Atrás de todos vinha Sor Gregor Clegane com seu aço cinza, montado num garanhão com um temperamento tão mau como o do cavaleiro. Polliver seguia a seu lado, com o estandarte dos cães pretos na mão e o elmo com chifres de Gendry na cabeça. Era um homem alto, mas não parecia mais do que um rapaz meio crescido quando cavalgava na sombra de seu senhor.

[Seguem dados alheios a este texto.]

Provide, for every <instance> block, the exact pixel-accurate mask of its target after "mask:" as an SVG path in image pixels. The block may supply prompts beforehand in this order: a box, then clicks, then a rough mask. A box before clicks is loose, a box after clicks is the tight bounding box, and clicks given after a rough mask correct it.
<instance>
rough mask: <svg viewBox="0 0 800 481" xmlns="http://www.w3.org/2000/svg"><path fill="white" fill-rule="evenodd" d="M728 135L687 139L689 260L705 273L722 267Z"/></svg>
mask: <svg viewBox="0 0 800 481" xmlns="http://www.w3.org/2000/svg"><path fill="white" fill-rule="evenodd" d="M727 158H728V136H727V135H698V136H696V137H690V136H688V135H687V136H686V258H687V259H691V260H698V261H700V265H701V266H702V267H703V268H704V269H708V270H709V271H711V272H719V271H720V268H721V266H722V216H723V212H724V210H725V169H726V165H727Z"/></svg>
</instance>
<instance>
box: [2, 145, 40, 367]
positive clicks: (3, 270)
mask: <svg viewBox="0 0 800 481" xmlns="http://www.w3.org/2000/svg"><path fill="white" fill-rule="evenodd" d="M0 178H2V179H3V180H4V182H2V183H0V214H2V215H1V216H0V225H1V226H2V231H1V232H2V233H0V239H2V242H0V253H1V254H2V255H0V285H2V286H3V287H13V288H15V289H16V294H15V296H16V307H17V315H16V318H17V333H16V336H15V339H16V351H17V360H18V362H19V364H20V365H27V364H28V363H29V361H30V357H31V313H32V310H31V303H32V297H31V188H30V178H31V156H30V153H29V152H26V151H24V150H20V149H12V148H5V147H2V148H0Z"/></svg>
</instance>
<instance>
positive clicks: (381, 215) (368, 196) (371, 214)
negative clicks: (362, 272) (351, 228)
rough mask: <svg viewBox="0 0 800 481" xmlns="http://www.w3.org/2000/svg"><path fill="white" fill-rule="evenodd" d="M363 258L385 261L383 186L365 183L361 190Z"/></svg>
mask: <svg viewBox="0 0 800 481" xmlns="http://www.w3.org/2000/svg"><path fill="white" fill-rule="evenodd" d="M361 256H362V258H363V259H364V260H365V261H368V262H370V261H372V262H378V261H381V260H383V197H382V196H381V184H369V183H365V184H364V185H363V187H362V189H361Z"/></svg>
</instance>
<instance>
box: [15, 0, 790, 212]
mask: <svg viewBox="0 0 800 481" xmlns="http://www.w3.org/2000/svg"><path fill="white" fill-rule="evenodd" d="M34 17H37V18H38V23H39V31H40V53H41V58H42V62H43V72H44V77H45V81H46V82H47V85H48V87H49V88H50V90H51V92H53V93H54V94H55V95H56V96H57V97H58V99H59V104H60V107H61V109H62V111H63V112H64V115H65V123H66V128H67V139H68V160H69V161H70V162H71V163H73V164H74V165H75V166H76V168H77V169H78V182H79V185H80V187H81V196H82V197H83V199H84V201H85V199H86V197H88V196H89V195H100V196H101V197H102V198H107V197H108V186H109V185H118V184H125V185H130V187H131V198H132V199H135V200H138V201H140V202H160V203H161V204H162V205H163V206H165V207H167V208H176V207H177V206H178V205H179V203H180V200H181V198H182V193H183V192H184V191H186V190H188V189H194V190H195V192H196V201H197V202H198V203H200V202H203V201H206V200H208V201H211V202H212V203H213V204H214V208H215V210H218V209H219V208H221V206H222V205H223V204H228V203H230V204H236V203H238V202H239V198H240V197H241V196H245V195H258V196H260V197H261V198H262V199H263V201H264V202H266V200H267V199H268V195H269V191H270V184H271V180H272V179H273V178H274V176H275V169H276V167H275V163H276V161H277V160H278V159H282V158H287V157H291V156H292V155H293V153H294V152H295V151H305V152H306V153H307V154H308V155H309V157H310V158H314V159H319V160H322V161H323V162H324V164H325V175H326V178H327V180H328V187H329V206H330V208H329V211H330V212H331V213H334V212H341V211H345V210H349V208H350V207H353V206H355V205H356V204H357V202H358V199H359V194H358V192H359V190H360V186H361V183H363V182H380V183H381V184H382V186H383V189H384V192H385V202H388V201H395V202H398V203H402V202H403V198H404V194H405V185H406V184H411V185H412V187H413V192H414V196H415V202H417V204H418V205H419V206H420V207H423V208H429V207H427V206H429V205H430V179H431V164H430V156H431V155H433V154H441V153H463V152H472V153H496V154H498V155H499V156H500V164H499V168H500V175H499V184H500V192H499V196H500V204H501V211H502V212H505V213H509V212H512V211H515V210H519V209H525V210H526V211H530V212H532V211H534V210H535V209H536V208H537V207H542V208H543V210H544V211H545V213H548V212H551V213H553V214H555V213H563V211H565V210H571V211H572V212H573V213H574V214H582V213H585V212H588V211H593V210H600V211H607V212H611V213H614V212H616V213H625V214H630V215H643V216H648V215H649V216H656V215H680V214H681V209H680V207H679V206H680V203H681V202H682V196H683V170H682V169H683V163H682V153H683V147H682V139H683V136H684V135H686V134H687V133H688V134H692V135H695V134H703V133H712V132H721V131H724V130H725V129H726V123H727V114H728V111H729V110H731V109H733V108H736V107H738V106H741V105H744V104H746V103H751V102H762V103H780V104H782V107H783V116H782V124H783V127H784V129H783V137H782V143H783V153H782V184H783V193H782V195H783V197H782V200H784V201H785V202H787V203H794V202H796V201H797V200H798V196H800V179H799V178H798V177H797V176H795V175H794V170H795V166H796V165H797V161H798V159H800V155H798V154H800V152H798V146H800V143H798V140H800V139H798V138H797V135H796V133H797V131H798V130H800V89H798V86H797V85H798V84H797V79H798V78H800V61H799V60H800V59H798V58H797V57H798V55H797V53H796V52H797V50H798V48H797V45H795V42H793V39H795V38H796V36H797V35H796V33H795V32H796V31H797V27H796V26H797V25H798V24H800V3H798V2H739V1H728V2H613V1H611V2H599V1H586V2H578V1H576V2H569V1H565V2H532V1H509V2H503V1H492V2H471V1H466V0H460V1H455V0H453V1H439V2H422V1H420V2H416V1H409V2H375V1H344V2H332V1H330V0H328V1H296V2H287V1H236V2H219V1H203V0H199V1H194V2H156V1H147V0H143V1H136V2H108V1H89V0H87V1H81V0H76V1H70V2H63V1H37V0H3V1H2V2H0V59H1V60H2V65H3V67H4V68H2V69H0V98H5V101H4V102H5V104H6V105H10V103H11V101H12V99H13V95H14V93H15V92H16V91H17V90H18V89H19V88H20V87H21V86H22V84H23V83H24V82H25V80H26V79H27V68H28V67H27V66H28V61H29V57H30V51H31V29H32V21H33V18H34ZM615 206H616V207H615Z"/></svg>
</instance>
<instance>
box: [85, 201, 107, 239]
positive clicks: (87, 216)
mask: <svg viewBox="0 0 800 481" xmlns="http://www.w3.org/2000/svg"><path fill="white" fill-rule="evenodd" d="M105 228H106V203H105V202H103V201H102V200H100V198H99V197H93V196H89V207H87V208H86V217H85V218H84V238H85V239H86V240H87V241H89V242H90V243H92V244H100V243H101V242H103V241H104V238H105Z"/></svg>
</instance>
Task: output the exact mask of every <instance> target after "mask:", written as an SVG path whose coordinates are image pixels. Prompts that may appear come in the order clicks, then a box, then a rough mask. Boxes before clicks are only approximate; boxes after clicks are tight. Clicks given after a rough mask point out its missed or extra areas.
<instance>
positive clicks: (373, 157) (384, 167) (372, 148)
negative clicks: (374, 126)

Um arrepio subiu pela espinha de Arya quando os viu passar sob a grande porta levadiça de Harrenhal. De repente percebeu que tinha cometido um erro terrível. Sou tão burra, pensou. Weese não importava, não importava mais do que Chiswyck. Aqueles eram os homens que importavam, eram aqueles que devia ter matado. Na noite anterior podia ter sussurrado a morte de qualquer um, se ao menos não tivesse estado tão furiosa com Weese por lhe ter batido e mentido a respeito do capão. Lorde Tywin, por que foi que não disse Lorde Tywin?

Talvez não fosse tarde demais para mudar de ideia. Weese ainda não estava morto. Se conseguisse encontrar Jaqen, dizer-lhe…

Apressadamente, Arya correu pela escada em espiral, esquecida dos deveres. Ouviu o chocalhar de correntes que a porta levadiça fazia ao ser descida com lentidão, seus espigões afundando-se profundamente no solo… E, então, outro som, um guincho de dor e medo.

Uma dúzia de pessoas chegou lá antes dela, embora nenhuma se aproximasse muito. Arya abriu caminho entre elas, contorcendo-se. Weese estava estatelado nas pedras, com a garganta transformada numa ruína vermelha, olhos abertos, sem ver, na direção de uma escarpa de nuvens cinzentas. A feia cadela malhada estava em pé sobre seu peito, bebendo o sangue que saía pulsando do seu pescoço, e de quando em quando arrancando um pedaço de carne da cara do morto.

Por fim, alguém trouxe uma besta e matou a cadela enquanto esta se entretinha com uma das orelhas de Weese.

– Que coisa maldita – ouviu um homem dizer. – Ele tinha aquela cadela desde filhote.

– Este lugar está amaldiçoado – disse o homem com a besta.

– É o fantasma de Harren, é o que é – lamentou-se a governanta Amabel. – Não durmo aqui nem mais uma noite, juro.

Arya ergueu o olhar do homem e do seu cão, ambos mortos. Jaqen H’ghar estava encostado na parede da Torre dos Lamentos. Quando a viu olhando, ergueu uma mão e pousou casualmente dois dedos no rosto.